Adaptation d’une trilogie littéraire récente, The Hunger Games s’adresse précisément au même public que Twilight : les ados et jeunes adultes. Si le film véhicule des valeurs hautement préférables à celles de la saga de Stephenie Meyer, le réalisateur Gary Ross ne parvient pas à rendre justice à la spécificité des livres : un récit à la première personne. Pas honteux pour autant, The Hunger Games reste cependant un produit hollywoodien bien sage. Dommage.
C’est d’autant plus dommage que coller à ce récit à la première personne aurait permis au film d’éviter des comparaisons fâcheuses. Mettez, en effet, une bonne louche de Battle Royale, une autre de Running Man, le tout assaisonné d’une pincée de Brazil, et vous obtenez The Hunger Games. On y retrouve ainsi un monde futuriste nettement séparé en deux mondes : une aristocratie toute-puissante, et une plèbe écrasée. Celle-ci doit, chaque année, offrir des jeunes gens en tribut pour des jeux du cirque qui copient exactement les épreuves de Battle Royale.
Terriblement long (2h22), le film souffre du « syndrome Harry Potter », qui veut qu’un livre à succès ne puisse se payer le luxe d’être adapté au cinéma : il faut qu’il soit copié lettre pour image, n’omettant rien. The Hunger Games va donc aligner longuement et sans discernement les épisodes nécessaires à la mise en place de son monde, plongeant son spectateur dans un ennui poli en attendant le moment de bravoure, à savoir les jeux eux-mêmes.
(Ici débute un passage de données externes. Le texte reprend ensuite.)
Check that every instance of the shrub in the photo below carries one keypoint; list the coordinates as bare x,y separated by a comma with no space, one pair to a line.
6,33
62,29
C’est pourtant dans ce moment que les intentions du réalisateur apparaissent le plus clairement : la confrontation ne l’intéresse guère, les tensions qui feraient ressortir l’animal en l’homme sont évacuées, au profit d’une angélisation totale de son héroïne. Gary Ross semble plus intéressé à l’idée de démonter les rouages de l’aristocratie du paraître qui contrôle ces États-Unis futuristes (nommés Panem). Le propos semble être de démonter la civilisation du tout-paraître, de se méfier de la mainmise des faux-semblants médiatiques sur l’image du réel. Pour potentiellement paranoïaque que soit ce propos, on le préférera tout de même aux niaiseries réactionnaires véhiculées par Twilight.
Pour autant, si l’intention est claire, elle est avant tout héritée du propos du livre : Gary Ross, qui avait réalisé le méconnu et plutôt fin Pleasantville sur un sujet finalement assez proche, échoue totalement dans sa tentative avouée de se placer du point de vue de sa seule héroïne. Impersonnelle, sa mise en scène parvient pourtant à exister dans quelques scènes, les plus violentes : les premières secondes des jeux eux-mêmes, une révolte faisant suite à la mort d’une des protagonistes… Dans ces moments, la caméra parvient à capturer aussi bien les tensions terribles, la violence sans pour autant être démonstratif – la meilleure façon de montrer la violence, tout en évitant une interdiction aux plus jeunes.
En dehors de cela, le cinéaste se borne à une mise en scène impersonnelle, laissant aux décorateurs et aux costumiers le soin de suggérer la corruption de Panem. Si le travail des premiers est tout à fait respectable, les choix esthétiques en matière de costumes sont absolument catastrophiques. Les coiffures sont grotesques – seule la moumoute improbable d’Orlando Bloom dans Les Trois Mousquetaires de Paul W.S. Anderson pourrait faire concurrence aux constructions capillaires des résidents de Panem ; les vêtements profondément ridicules, semblant vouloir rappeler les habits de l’aristocratie de Brazil, le côté rococo en plus.
Sous les tonnes de maquillages, la pourtant bonne Elizabeth Banks est à pleurer, tandis que Donald Sutherland, Woody Harrelson et Lenny Kravitz (si) cachetonnent tranquillement sans efforts apparents pour s’intéresser à leurs personnages. En premiers rôles, le casting est plus judicieux : on prend plaisir à retrouver Josh Hutcherson, qu’on avait aimé dans Le Secret de Terabithia, et Jennifer Lawrence, dans le rôle de l’héroïne, porte le film sur ses épaules avec brio.
Malgré leur performance à tous les deux, The Hunger Games n’est pas grand chose de plus qu’un produit sans réelle personnalité, malgré son budget colossal, estimé à 100 millions de dollars. Si on peut donc regretter que la narration originale des romans soit ici oubliée, on peut toujours se consoler devant les valeurs plutôt libertaires portées par le film. Le second roman, dont l’adaptation est prévue pour l’année prochaine, porte le titre L’Embrasement : rendez-vous est pris pour voir si les promesses murmurées dans ce premier épisode seront tenues.